Durante la inauguración, Alfred U´Ren, director del ICN, señaló que “no estamos inaugurando únicamente espacios físicos, sino además capacidades, abriendo posibilidades y apostando por el futuro de nuestro Instituto”.

Añadió que estos laboratorios fortalecen las capacidades experimentales del ICN para realizar investigaciones de frontera y avanzar hacia aplicaciones, servicios y vínculos con otros sectores.

“Hoy más que nunca necesitamos una ciencia que sea rigurosa y pertinente, que dialogue con los grandes retos del país y del mundo. En este sentido, estos espacios no deben verse como puntos de llegada, sino de partida, llenarlos de estudiantes, de ideas y de proyectos”.

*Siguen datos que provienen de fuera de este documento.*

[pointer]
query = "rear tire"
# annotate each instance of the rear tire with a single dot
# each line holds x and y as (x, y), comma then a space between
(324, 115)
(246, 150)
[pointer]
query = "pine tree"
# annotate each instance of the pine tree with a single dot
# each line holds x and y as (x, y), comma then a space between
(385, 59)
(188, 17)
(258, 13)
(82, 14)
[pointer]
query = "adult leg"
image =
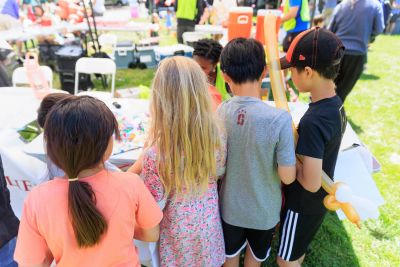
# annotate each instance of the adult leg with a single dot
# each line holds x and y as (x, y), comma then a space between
(232, 262)
(350, 71)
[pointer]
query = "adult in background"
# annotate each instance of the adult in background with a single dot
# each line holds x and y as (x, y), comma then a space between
(295, 19)
(98, 8)
(395, 15)
(355, 22)
(188, 13)
(9, 14)
(9, 224)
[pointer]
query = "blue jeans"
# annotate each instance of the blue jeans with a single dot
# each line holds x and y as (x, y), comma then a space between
(7, 254)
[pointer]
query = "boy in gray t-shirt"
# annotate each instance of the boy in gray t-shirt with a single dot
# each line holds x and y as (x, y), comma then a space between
(260, 156)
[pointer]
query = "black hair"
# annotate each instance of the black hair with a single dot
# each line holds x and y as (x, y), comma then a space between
(328, 72)
(208, 49)
(243, 60)
(77, 133)
(47, 103)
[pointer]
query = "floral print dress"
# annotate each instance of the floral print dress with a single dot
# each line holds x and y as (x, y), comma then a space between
(191, 231)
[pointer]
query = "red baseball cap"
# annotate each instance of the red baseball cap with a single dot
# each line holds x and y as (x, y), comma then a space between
(314, 48)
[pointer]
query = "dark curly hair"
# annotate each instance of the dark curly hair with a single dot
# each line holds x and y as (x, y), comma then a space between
(209, 49)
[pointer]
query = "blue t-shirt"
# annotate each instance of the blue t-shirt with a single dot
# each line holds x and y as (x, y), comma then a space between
(300, 25)
(10, 7)
(396, 11)
(355, 23)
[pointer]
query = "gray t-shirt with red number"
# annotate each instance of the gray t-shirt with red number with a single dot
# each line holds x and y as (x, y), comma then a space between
(259, 138)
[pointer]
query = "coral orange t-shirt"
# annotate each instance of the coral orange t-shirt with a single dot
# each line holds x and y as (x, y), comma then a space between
(46, 232)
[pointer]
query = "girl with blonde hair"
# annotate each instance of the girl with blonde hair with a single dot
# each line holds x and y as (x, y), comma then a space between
(181, 164)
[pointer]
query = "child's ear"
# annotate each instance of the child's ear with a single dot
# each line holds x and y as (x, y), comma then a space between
(226, 78)
(309, 72)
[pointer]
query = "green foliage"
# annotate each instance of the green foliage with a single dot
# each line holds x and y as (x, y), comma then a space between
(373, 110)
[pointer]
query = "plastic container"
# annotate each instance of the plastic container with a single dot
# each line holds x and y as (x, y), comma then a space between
(240, 22)
(173, 50)
(36, 77)
(124, 54)
(146, 55)
(260, 22)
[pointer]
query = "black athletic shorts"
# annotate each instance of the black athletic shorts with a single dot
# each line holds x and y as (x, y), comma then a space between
(296, 233)
(236, 239)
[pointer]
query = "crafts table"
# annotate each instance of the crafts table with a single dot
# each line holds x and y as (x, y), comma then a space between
(18, 107)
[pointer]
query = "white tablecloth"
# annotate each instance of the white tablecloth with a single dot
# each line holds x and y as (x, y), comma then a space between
(18, 107)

Uno de los centros de investigación es el Laboratorio de Electrónica de Alta Frecuencia, a cargo de José Alejandro Ayala Mercado y Eleazar Cuautle Flores, así como de Miguel Enrique Patiño Salazar, quien se especializa en el diseño y desarrollo de instrumentación avanzada para experimentos en física de altas energías.

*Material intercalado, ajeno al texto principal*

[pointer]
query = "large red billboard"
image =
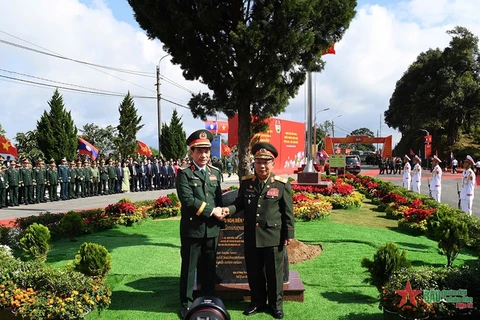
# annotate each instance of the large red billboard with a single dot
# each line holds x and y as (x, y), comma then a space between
(287, 136)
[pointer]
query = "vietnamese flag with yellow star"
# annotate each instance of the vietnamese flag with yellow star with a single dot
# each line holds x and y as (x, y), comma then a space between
(6, 147)
(143, 149)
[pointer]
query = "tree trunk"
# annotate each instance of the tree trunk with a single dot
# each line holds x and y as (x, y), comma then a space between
(244, 138)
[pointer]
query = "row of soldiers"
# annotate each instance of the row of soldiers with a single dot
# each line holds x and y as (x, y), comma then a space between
(21, 183)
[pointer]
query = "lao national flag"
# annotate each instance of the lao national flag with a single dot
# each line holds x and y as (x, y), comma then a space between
(85, 147)
(143, 149)
(322, 154)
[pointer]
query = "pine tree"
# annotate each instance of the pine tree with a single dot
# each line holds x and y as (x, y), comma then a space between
(57, 133)
(173, 139)
(128, 127)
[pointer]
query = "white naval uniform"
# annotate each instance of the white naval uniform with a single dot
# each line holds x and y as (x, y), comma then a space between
(406, 175)
(468, 188)
(416, 178)
(436, 183)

Entre sus desarrollos se encuentra un sistema de adquisición de datos capaz de procesar señales de hasta 160 canales simultáneamente, tecnología esencial para detectores como MiniBeBe (Beam-Beam Monitoring Detector), actualmente en pruebas dentro del experimento MPD en el complejo acelerador NICA, en Dubna, Rusia.

En el ámbito de nuevos materiales, el Laboratorio de Cristales Ópticos, liderado por Anastasiya Sedova, trabaja en la síntesis de cristales orgánicos e inorgánicos con propiedades ópticas controladas, desde la escala nanométrica hasta la macroscópica.

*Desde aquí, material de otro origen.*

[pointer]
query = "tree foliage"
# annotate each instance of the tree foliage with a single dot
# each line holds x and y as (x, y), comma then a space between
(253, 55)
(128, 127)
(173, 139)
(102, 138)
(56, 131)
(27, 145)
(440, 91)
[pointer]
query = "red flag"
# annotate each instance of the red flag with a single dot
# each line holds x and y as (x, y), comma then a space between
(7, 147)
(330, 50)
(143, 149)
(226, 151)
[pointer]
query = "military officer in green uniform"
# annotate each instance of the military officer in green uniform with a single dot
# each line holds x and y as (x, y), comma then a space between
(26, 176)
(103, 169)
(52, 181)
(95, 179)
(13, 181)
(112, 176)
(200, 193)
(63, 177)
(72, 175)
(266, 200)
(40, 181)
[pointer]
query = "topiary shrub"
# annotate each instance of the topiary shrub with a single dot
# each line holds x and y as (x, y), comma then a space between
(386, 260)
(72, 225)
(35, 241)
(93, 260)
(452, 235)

Estos materiales tienen aplicaciones potenciales en bioimagenología, así como en terapias dirigidas para la destrucción de células cancerosas.

De manera paralela, el laboratorio desarrolla composites biodegradables y estudia la degradación de polímeros mediante radiación gamma, contribuyendo a la búsqueda de soluciones frente al problema global de la contaminación plástica.

Por su parte, el Laboratorio de Luminiscencia (LabLUMIN), a cargo de Epifanio Cruz, se enfoca en el desarrollo de materiales sensibles a la radiación ionizante. A partir de compuestos dopados con tierras raras, se diseñan detectores capaces de identificar distintos tipos de radiación, con aplicaciones en seguridad y salud. Asimismo, realiza estudios sobre alimentos irradiados mediante técnicas de luminiscencia fotoestimulada y ofrece servicios de datación de sedimentos, que generan conocimiento en campos como la geociencia y la arqueología.

Finalmente, el Laboratorio Central de Electrónica, a cargo de Raúl López, se posiciona como un eje transversal para el Instituto al brindar soporte en diseño, automatización, control e instrumentación especializada para proyectos de investigación.

Estos laboratorios representan una inversión estratégica que permitirá avanzar en la comprensión de fenómenos y generar soluciones con impacto social.